Wir wollen heute bis Arcade laufen und in de dortigen Herberge die Nacht zu verbringen. Der Regen nervt jetzt doch ein wenig, auch wenn er immer noch nicht sehr stark ist. So entscheiden wir uns spontan, nur bis Cesantes, dem nächsten Ort zu gehen. Im Pilgerführer wird Maries Herberge, die korrekterweise O Refuxio de la Jerezana heißt, angepriesen. Am Ende eines Feldweges erreichen wir eine stark befahrene Straße und biegen dort nach rechts - abseits des markierten Weges - ab. Die Herberge liegt nur ein paar Hundert Meter von dem Abzweig entfernt. Hinter einem stählernen Tor befindet sich das rötlich gestrichene Wohnhaus der Betreiberin, dahinter die eigentliche Herberge. Auf der Stirnseite ist der Name des Hauses in großen Lettern zu lesen. Bei Marie haben wir Glück: es sind erst eine Handvoll Pilger eingetroffen und noch ausreichend Betten frei. Marie, die Betreiberin des Refugios mit spanischen Wurzeln, stammt aus Baden-Baden und lebt nach ihrem Studium seit circa zehn Jahren in Spanien. Seit einem Jahr besteht das Refugio, das sehr liebevoll in der ehemaligen Werkstatt ihres Vaters und mit ihren eigenen Pilgererfahrungen gestaltet wurde. Die in kleinen Gruppen zusammengestellten und mit Raumteilern versehenen Betten hat sie zusammen mit ihrem Vater gezimmert. Jedes Bett verfügt zudem über eigene Steckdosen, um nur ein paar Beispiele zu nennen.

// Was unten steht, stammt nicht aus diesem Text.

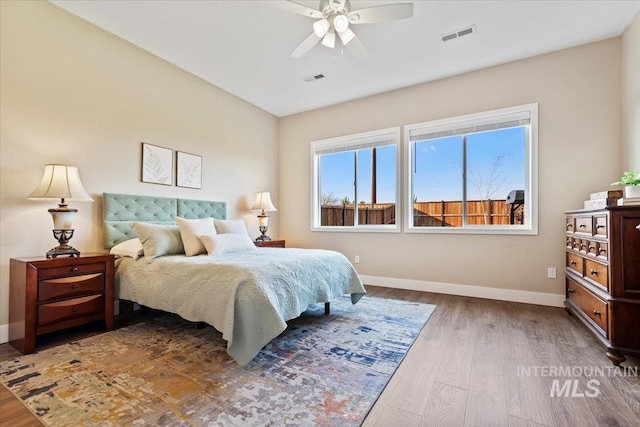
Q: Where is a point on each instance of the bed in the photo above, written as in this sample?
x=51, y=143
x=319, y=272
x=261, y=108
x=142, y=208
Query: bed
x=247, y=295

Marie sorgt sich rührend darum, dass der Aufenthalt angenehm ist. Sie stellt dafür nicht nur Betten und Dusche zur Verfügung, sondern besorgt auf Wunsch für den Abend ein Pilgermenü, hat Waschmaschine und Trockner und bietet bei Bedarf sogar die Vermittlung einer Massage an. Da ist Jörg sofort mit dabei, die hat er sich nämlich gestern schon gewünscht - und das Universum hat mal wieder geliefert. Wir fühlen uns jedenfalls sauwohl und freuen uns auch über die netten Gespräche mit ihr. Dabei erzählt sie von ihren Plänen, Ideen  und auch Sorgen. Für ihre Vorhaben wünschen wir ihr ein gutes Gelingen. Nachdem wir uns frisch gemacht haben, folgen wir ihrem Tipp und machen einen kleinen Spaziergang hinunter Enseada de San Simón, wo gerade ein Wassersportler seinen Fallschirm zusammenpackt. Über die Insel San Simón erkennt man im Dunst gerade noch die Puente de Rande mit ihrer imposanten Stahlseilkonstruktion. Wir gönnen uns an einem Kiosk noch ein Eis und gehen gemütlich wieder zurück zu Herberge, da wir gleich unser Abendessen bekommen. Inzwischen sind in der Herberge weitere Pilger eingetroffen, es gibt aber immer noch freie Betten.